Yesterday my publisher held a terrific event to promote the upcoming release of THE MARK, in which they gave out advance copies of the book along with some cool swag and a press release (you know a press release is good when it makes you want to read your own book).
And this morning I got an email from a guest in attendance with the very first unofficial "review" of THE MARK. Along with the fact that the book was read overnight, the "review" was quite positive, which made me happy, especially because this person is influential in the field, reviews for several major newspapers, and had read enough in the genre to know when something sucks and when it doesn't. But something else happened too when I got that email, something I wasn't quite expecting.

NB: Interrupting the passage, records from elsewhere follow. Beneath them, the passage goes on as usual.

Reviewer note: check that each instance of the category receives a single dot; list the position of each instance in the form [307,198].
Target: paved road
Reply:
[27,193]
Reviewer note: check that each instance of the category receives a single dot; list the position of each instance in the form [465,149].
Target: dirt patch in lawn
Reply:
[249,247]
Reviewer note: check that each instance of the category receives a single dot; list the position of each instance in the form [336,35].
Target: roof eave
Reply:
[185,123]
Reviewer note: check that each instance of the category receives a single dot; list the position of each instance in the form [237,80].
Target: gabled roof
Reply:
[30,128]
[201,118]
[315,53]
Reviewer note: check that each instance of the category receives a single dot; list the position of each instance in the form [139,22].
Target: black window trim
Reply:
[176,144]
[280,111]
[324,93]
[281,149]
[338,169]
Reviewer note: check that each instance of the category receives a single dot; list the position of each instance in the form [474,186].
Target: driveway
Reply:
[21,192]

As my publisher gave out advance copies of THE MARK yesterday, it marked the very first time that anyone outside of my publisher, agent, and immediate family had a chance to read the book. Suddenly there are copies floating around out there (though I don't imagine they'll find their way to eBay). Actual paginated copies, with ISBNs, an excerpt from THE REGULATOR, and a U.S. retail (and Canadian!) price point. This is both exhilarating and nauseating at the same time, and just when you start to think that you're pretty confident, that your first book is coming out, that your publisher is behind it, that the world is your oyster--WATCH OUT! You might be getting critiqued right now. As we speak!
As Chris Rock said, "Run! It's the media!"
This is hardly an original emotion, in fact it's one I imagine most first-time authors experience unless they're Donald Trump or Perez Hilton and truly believe that regardless of the context in which your name is mentioned you're that much more popular. But like those old NBC ads, if you haven't seen it, it's new to you.
So this is a new emotion. An emotion that requires a healthy dollop of humility. And Pepto Bismol.